##  Multiple Regression from Scratch (Gradient descent)

In this notebook I  will create the algorithm of Multiple Regression using gradient descent. The model will be tested using the 'house sales' dataset. The objective is to predict house prices given a set of features.

The steps covered in this notebook we  are :
* Add a constant column of 1's to the dataframe for the intercept
* Convert the dataframe into a Numpy array
* Write a predict_output() function using Numpy
* Write a numpy function to compute the derivative of the regression weights with respect to a single feature
* Write gradient descent function to compute the regression weights given an initial weight vector, step size and tolerance.
* Use the gradient descent function to estimate regression weights for multiple features

# Fire up graphlab create

For this exercise I'm loading the data using the package graphlab. It creates object similar to pandas Dataframes with some additional advantages.

In [1]:
import graphlab
import numpy as np

# Load in house sales data

Dataset is from house sales in King County, the region where the city of Seattle, WA is located.

In [2]:
sales = graphlab.SFrame('kc_house_data.gl/')

This non-commercial license of GraphLab Create for academic use is assigned to lucasmbr@yahoo.com and will expire on October 23, 2018.

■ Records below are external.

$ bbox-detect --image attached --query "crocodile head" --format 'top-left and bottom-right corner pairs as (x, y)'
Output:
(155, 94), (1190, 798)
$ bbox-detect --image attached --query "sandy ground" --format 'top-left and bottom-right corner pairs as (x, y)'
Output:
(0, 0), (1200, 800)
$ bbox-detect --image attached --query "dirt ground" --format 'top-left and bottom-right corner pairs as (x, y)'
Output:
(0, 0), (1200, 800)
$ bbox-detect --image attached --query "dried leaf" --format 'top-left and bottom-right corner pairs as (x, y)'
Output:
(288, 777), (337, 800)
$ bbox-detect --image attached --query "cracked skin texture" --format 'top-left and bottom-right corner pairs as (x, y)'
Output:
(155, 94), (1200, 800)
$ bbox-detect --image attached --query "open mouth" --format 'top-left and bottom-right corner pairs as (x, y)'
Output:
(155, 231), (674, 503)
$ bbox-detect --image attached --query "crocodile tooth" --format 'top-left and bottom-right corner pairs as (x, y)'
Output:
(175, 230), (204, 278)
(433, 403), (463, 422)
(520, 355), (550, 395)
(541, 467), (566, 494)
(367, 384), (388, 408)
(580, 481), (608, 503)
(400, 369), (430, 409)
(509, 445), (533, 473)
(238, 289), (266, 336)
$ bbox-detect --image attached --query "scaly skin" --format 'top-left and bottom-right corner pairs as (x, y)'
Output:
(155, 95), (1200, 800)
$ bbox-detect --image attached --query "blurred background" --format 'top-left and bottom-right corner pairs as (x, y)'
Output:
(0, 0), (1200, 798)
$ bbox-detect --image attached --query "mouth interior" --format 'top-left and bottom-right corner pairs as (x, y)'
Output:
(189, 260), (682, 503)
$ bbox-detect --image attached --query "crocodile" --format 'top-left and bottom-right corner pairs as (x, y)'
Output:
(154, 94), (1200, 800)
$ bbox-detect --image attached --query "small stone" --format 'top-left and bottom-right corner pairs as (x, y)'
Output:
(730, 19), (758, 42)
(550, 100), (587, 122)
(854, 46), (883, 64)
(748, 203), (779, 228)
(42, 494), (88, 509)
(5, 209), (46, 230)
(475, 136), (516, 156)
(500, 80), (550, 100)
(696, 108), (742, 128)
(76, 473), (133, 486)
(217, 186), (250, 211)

[INFO] graphlab.cython.cy_server: GraphLab Create v2.1 started. Logging: C:\Users\WazX\AppData\Local\Temp\graphlab_server_1515351383.log.0


# Convert to Numpy Array

Although SFrames offer a number of benefits to users (especially when using Big Data and built-in graphlab functions) in order to understand the details of the implementation of algorithms it's important to work with a library that allows for direct (and optimized) matrix operations. Numpy is a Python solution to work with matrices (or any multi-dimensional "array").

The predicted value given the weights and the features is the dot product between the feature and weight vector. Similarly, if we put all of the features row-by-row in a matrix then the predicted value for *all* the observations can be computed by right multiplying the "feature matrix" by the "weight vector". 

First we need to take the SFrame of our data and convert it into a 2D numpy array (also called a matrix). 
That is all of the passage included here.